Pavise, the Hardware IP Shield
The Pavise project aims to design a hardware IP enabling to protect IoT nodes from external attacks.
Let’s meet with Serge, the inventor of Pavise, whose solution was selected at the end of the first phase of the “Into the Lab #1” call for projects. He presents his project to us.
Q: How do you define Pavise?
Pavise is a proprietary hardware IP that enables processors in embedded systems to defend themselves in real time against attacks originating from the communication network.
Pavise behaves as a separate sentinel from the host processor, monitoring every action performed to ensure that it conforms to nominal behavior and respects privacy and security.
If an action violates the rules implemented in Pavise, which proves that we are in the presence of an attack, the device blocks it.
Q: Which need does Pavise address?
Attacks against connected objects are massively developing, and traditional antiviruses do not offer a satisfactory response for several reasons.
First, an antivirus usually protects a processor. However, even if we add a software layer around it, with or without cryptography, we generate flaws, which can be exploited by attackers.
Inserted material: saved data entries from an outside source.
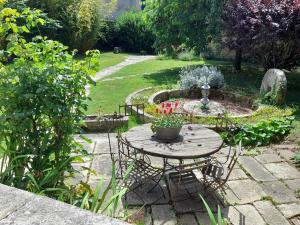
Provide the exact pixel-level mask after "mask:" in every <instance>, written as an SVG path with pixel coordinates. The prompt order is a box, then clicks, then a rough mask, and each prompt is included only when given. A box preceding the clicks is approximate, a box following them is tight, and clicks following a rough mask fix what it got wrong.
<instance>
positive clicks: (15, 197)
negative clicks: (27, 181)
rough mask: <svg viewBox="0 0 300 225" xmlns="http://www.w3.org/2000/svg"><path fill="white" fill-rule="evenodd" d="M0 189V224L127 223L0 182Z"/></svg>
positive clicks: (80, 224) (47, 224)
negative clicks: (0, 183)
mask: <svg viewBox="0 0 300 225" xmlns="http://www.w3.org/2000/svg"><path fill="white" fill-rule="evenodd" d="M0 192H1V196H0V216H1V217H0V224H1V225H99V224H105V225H121V224H122V225H123V224H124V225H125V224H127V223H125V222H122V221H118V220H115V219H112V218H109V217H106V216H103V215H100V214H94V213H91V212H89V211H86V210H82V209H80V208H78V207H75V206H72V205H68V204H65V203H63V202H59V201H55V200H53V199H50V198H47V197H42V196H38V195H35V194H32V193H29V192H25V191H22V190H18V189H15V188H11V187H7V186H5V185H1V184H0ZM4 196H5V197H4ZM8 197H9V198H8Z"/></svg>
Then, on a connected object, an antivirus cannot run permanently for energy consumption reasons.
Finally, the memory size is anyway too small to do so.
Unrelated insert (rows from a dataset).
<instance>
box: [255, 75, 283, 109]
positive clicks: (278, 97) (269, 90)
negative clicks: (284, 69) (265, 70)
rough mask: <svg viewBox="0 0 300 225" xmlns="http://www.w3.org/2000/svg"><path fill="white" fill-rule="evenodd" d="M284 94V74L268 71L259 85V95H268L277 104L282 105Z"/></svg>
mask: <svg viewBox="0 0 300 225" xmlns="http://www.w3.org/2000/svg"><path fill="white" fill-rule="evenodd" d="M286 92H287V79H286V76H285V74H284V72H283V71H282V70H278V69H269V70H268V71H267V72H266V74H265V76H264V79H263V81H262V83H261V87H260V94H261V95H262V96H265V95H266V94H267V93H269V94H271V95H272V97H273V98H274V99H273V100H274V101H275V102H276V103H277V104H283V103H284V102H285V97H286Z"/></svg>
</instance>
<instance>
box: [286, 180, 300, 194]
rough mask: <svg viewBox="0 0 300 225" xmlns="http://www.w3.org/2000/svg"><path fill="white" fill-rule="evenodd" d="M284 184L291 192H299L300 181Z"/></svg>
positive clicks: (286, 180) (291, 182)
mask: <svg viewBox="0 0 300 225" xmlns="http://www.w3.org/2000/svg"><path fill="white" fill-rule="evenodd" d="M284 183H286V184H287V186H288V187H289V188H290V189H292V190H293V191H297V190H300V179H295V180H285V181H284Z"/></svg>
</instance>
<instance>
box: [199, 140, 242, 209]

Q: Are there competing solutions already available on the market?
Players from the software world, mainly antivirus publishers, have historically started with solutions for PCs before offering adaptations for smartphones.
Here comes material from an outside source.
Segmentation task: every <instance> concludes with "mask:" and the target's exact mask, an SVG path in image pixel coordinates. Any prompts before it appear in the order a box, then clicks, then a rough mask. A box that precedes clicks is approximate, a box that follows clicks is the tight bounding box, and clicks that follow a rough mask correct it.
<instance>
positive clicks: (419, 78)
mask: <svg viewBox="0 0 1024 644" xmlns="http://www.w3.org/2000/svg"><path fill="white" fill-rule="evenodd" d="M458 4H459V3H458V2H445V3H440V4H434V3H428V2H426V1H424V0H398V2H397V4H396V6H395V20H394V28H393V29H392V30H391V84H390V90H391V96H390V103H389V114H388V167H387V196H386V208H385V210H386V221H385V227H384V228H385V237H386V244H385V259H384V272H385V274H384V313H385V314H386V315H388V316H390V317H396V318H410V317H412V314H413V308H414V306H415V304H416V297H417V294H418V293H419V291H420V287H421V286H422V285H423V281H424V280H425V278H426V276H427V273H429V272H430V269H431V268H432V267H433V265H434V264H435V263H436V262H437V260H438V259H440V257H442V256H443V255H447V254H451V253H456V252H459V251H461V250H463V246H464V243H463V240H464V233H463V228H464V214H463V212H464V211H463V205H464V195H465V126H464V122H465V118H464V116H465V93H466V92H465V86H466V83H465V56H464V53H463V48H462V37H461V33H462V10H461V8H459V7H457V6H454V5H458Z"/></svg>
They are now trying to enter the IoT market, but their solutions are not working for the reasons explained earlier.
Players from the hardware world, on their side, offer cryptography blocks, and enclaves. These solutions are complex to implement, consume a lot of energy, and in the end, the cryptography block, which is only used at the input and output levels, is not used for the processing part. It is not unusual for it to be disabled.
Q: What solution do you propose?
My vision is to combine hardware and software approaches.
Pavise’s innovation consists in placing one or more “guards” at the hardware level, whose role are to monitor the activities of the processor independently. Energy is not consumed and the priority task is maintained.
More specifically, the idea is to provide a hardware IP, without complex software developments to carry out. It will be a block to integrate into an FPGA with libraries to implement it.
Q: How will your guards recognize the attacks?
We will model the different scenarios of attack and the ways to respond to them. In particular, we will look at metadata, for example, processor consumption, and more generally analyze its behavior.
The idea is to have a solution that works for several years, without needing to regularly update a virus database.
Q: Pavise, does that mean anything?
A Pavise is a shield that archers and crossbowmen of the Middle Ages used to protect themselves from enemy attacks when rearming.
In the anti-malware market, software names often contain the word “shield”. Pavise takes up this idea while standing out because the approach is different.
Q: You have successfully passed the first selection step of “Into the Labs”. What is your reaction?
I am grateful for the generosity and ambition shown by ELSYS Design and ADVANS Group. Over the past two years, I have been involved in the ecosystem of French incubators and business angels, which is not an easy one. The ADVANS Lab brings something different and real technical expertise.
I am very happy, everything is going to start now, it will be a challenging year!